In the film's not-so-far-off world of 2016, the Tetravaal Corporation, led by CEO Michelle Bradley (Sigourney Weaver), has created a line of virtually indestructible humanoid robot policemen to help maintain order in lawless Johannesburg. The robots, known as scouts, have enough artificial intelligence to perform basic functions, but that's not enough for their lead designer Deon (Dev Patel), who spends his off hours trying to develop a truly sentient A.I. that can allow his creations to make real moral choices. Meanwhile, rival designer Vincent (Hugh Jackman) is pushing his project, the MOOSE, a walking tank remotely controlled by a human operator. When Deon has a breakthrough, he asks his boss for permission to test out his new A.I. on one of the scout robots. But when she says no, he steals the broken chassis of an unlucky robot that has taken an RPG to the chest, intending to use it as a testbed.

The strangest thing about Chappie is not the titular robot, which is a seamless collaboration between Blomkamp, who began his career as a 3D CGI animator, and District 9 star Sharlto Copley, who provides the voice and motion-capture performance. It's the supporting players Ninja and Yolandi of the South African rave-rap band Die Antwoord. Using their own names, they are essentially playing themselves — or at least, they're playing a version of their public image, which has made them international YouTube stars. Die Antwoord takes American hip-hop culture and reflects it back at us through a funhouse mirror. Their distinctive visual style is all over Chappie, from the neon-colored assault rifles to the strangely sinister beach wear Yolandi sports through most of the film. But here, like in their music videos, it's difficult to know exactly how seriously they take themselves. And that problem translates to the film as a whole.

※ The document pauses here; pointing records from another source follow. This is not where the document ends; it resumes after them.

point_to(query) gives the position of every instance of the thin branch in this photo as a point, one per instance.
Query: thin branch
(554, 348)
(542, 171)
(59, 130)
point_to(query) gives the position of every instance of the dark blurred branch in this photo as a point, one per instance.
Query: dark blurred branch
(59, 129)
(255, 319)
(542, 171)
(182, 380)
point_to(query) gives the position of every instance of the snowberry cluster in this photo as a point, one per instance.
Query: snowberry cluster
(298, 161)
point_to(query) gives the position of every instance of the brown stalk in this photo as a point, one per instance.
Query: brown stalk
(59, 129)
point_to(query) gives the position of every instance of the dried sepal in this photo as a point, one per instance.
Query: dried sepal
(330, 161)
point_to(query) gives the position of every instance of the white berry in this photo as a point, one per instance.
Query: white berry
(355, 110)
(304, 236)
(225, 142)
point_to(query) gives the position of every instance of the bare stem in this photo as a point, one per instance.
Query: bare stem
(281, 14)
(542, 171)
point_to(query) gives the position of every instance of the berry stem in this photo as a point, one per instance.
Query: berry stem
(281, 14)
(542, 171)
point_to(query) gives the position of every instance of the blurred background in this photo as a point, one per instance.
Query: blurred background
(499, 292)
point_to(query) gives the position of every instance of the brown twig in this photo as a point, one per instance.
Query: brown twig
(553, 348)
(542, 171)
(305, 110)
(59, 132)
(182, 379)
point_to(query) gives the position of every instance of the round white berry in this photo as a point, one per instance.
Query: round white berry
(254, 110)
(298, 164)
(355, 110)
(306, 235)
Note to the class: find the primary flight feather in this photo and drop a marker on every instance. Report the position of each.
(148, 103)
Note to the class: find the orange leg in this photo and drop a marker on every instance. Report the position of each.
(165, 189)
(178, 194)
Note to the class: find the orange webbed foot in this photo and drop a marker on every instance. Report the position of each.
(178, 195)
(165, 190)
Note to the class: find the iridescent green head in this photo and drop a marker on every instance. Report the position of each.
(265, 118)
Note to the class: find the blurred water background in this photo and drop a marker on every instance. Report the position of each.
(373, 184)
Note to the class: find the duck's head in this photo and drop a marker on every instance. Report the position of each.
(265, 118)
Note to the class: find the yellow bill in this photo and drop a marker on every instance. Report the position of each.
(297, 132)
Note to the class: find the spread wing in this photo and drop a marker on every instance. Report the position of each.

Ninja and Yolandi are in hock to Hippo for 10 million Rands, and they kidnap Deon and his creation, hoping to find a way to thwart the police robots and rake in enough dough in a big heist to pay off their debts. So when Deon activates his robot, which Yolandi christens "Happy Chappie," the first people it meets are insane gangster rappers. Needless to say, Chappie gets some pretty weird ideas about life.

As in District 9 and Elysium, Blomkamp is playing with some heady concepts. When Robbie the Robot was introduced in 1956's Forbidden Planet, the concept of a walking, talking, reasoning humanoid robot seemed like something from the distant future; in 2015, it seems like something we'll be dealing with sooner rather than later. Like Spike Jones' Her, Blomkamp wonders about the ethics of creating artificial intelligence. When Chappie discovers his battery is running out, he asks Deon, "Why did you just make me so I could die?" — a question philosophers have been asking the heavens since the Book of Job.

Despite flashes of brilliance, Chappie's script often resembles a list of stuff that would be cool to see in a movie rather than an actual story. The obvious nods to Paul Veerhooven's Robocop, the go-to example of how to combine satire and action, only reinforce the sense that Chappie is an intriguing near miss.